Die Bürger und Vereine von Neufang feierten mit einem Festakt die Erweiterung ihres Feststadels. "Der Markt Steinwiesen ist stolz auf seine aktiven Neufanger Bürger", stellte stellvertretender Landrat und Erster Bürgermeister Gerhard Wunder unter Beifall fest.


Keinen Zuschuss beantragt

Wunder dankte den Neufangern, die bei dieser Gemeinschaftsleistung mitgewirkt haben für ihren vorbildlich gelebten Bürgersinn. "Hier wurde wieder einmal Beispielhaftes geleistet und es zeigt, wie eine intakte Dorfgemeinschaft Träume und Visionen Wirklichkeit werden lassen kann." Er ließ die ganze Entstehungsgeschichte des Stadels mit Backofen und Festplatz bis zum jüngsten Akt, dem Anbau, Revue passieren. Besonders positiv hob er hervor, dass bei der Eingabe des Bauplanes kein Antrag auf gemeindlichen Zuschuss mitgeliefert wurde, was heute üblich ist. Die Neufanger erwarten nichts, sondern sie handeln. In Neufang werde nicht nur gefordert und kritisiert, sondern selbst Hand angelegt und Dinge verwirklicht, die es sonst nicht geben würde.
Die vielen freiwilligen Arbeitsstunden seien ein Zeichen dafür, dass alle Vereine hinter diesem Projekt stehen. Dabei ist für die Verantwortlichen klar: Sie machen es nicht für sich selbst, sondern für ihr Dorf Neufang und seine Bürger. Bürgermeister Gerhard Wunders Dank galt allen Helfern, den Verantwortlichen in den Vereinen und ganz besonders dem Vorsitzenden der Dorfgemeinschaft, Eugen Bätz, mit seiner Frau Irene.
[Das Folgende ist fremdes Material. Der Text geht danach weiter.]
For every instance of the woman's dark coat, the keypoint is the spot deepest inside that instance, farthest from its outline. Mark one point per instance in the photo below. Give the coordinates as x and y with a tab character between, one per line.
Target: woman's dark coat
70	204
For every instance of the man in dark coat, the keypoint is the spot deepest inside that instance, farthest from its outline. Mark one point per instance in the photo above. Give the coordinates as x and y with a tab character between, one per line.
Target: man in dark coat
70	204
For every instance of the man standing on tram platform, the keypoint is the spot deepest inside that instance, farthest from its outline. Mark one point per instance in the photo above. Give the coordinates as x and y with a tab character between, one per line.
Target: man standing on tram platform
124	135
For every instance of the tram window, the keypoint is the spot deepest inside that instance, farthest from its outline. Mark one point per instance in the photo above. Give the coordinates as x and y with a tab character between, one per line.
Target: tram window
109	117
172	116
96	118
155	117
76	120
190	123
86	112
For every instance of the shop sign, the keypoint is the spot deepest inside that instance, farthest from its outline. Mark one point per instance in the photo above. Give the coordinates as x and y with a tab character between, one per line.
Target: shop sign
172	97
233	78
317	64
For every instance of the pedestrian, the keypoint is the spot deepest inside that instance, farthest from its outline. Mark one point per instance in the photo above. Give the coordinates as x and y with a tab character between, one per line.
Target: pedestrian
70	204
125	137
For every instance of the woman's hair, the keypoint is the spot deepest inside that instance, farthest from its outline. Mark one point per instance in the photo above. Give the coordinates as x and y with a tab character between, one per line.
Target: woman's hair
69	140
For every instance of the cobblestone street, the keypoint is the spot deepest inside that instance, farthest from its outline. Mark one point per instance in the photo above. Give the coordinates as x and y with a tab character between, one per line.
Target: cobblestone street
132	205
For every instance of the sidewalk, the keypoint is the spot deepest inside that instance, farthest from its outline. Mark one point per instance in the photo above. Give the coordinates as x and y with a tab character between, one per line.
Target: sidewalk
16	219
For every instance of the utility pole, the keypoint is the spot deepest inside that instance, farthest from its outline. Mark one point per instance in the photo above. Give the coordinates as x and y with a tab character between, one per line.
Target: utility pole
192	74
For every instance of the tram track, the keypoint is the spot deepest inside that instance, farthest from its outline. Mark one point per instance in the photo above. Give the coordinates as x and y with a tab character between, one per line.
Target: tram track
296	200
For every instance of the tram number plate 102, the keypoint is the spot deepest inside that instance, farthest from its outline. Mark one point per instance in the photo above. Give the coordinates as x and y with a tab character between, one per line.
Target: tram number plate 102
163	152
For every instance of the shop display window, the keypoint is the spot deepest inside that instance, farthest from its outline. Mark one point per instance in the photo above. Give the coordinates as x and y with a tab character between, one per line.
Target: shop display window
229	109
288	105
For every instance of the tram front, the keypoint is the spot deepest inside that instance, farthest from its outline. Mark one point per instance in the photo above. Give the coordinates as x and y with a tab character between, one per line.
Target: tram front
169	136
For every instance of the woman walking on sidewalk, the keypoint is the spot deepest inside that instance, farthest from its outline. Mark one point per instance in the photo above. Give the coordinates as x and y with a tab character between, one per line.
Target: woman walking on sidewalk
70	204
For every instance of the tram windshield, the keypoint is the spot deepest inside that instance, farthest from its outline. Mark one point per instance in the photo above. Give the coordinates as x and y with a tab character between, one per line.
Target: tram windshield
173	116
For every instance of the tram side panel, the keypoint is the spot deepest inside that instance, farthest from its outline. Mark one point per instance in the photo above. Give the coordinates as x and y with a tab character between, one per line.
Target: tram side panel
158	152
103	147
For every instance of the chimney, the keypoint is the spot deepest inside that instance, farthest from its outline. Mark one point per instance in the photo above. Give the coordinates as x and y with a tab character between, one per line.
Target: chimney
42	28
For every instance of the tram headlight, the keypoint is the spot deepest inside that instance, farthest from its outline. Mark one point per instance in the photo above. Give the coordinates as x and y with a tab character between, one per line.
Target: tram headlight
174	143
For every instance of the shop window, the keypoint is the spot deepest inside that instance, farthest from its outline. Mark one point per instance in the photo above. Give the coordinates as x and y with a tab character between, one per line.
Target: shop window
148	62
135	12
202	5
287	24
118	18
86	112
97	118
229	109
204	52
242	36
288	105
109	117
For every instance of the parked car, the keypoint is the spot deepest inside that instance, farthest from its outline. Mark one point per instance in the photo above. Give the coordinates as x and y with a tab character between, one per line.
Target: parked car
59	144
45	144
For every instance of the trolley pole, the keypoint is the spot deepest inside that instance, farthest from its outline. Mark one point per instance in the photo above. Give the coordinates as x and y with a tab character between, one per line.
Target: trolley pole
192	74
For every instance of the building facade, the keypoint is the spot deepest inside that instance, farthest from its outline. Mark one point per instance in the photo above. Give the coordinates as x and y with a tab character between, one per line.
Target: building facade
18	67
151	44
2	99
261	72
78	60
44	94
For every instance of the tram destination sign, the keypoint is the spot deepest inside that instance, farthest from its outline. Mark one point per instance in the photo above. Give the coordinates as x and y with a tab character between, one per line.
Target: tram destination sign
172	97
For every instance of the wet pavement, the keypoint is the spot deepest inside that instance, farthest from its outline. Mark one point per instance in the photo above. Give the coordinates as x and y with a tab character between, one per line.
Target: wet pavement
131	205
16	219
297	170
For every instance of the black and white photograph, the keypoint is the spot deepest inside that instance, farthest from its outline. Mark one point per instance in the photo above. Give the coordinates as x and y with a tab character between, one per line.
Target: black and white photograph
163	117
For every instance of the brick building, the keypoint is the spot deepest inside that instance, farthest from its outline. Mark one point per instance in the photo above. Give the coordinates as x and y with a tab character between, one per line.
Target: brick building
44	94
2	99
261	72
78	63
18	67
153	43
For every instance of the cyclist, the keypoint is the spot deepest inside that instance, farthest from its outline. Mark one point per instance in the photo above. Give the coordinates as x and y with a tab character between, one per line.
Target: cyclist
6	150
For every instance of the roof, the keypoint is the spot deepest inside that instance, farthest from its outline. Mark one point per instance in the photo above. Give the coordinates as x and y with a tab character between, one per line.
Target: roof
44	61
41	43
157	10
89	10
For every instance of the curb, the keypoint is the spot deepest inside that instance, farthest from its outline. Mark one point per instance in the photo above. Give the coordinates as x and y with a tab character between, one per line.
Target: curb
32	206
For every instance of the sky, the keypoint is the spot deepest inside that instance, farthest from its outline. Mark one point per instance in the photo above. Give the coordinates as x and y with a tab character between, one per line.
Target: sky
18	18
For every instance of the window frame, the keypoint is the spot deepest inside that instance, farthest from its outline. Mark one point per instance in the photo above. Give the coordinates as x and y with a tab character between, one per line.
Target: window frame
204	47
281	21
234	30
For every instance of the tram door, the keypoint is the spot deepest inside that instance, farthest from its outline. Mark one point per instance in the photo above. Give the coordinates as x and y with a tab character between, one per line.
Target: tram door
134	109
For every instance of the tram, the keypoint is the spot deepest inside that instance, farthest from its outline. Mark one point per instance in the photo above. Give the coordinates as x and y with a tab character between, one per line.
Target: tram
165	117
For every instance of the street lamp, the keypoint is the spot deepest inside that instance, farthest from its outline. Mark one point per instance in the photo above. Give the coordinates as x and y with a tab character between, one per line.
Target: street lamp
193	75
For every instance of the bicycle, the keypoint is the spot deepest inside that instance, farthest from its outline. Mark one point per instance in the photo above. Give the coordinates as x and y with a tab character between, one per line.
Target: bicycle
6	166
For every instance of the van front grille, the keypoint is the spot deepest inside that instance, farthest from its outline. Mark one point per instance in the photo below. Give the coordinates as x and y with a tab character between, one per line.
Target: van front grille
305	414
Er dankte dem Architekten Kersten Schöttner, allen unterstützenden Neufanger Unternehmen und den Sponsoren und Spendern.
Eugen Bätz erklärte noch einmal die Notwendigkeit der Baumaßnahme und sagte allen Vereinen Dank für das Mittragen der nicht leichten Aufgabe. Den stellvertretenden Vorsitzenden Thomas Föhrweiser lobte er im Besonderen. Er sei ein Kämpfer für die Aktion gewesen, habe viele Stunden am Bau gearbeitet und Arbeitseinsätze organisiert. Die Gesamtkosten belaufen sich heute auf mehr als 70 000 Euro; hinzu kommen 3900 freiwillige Arbeitsstunden.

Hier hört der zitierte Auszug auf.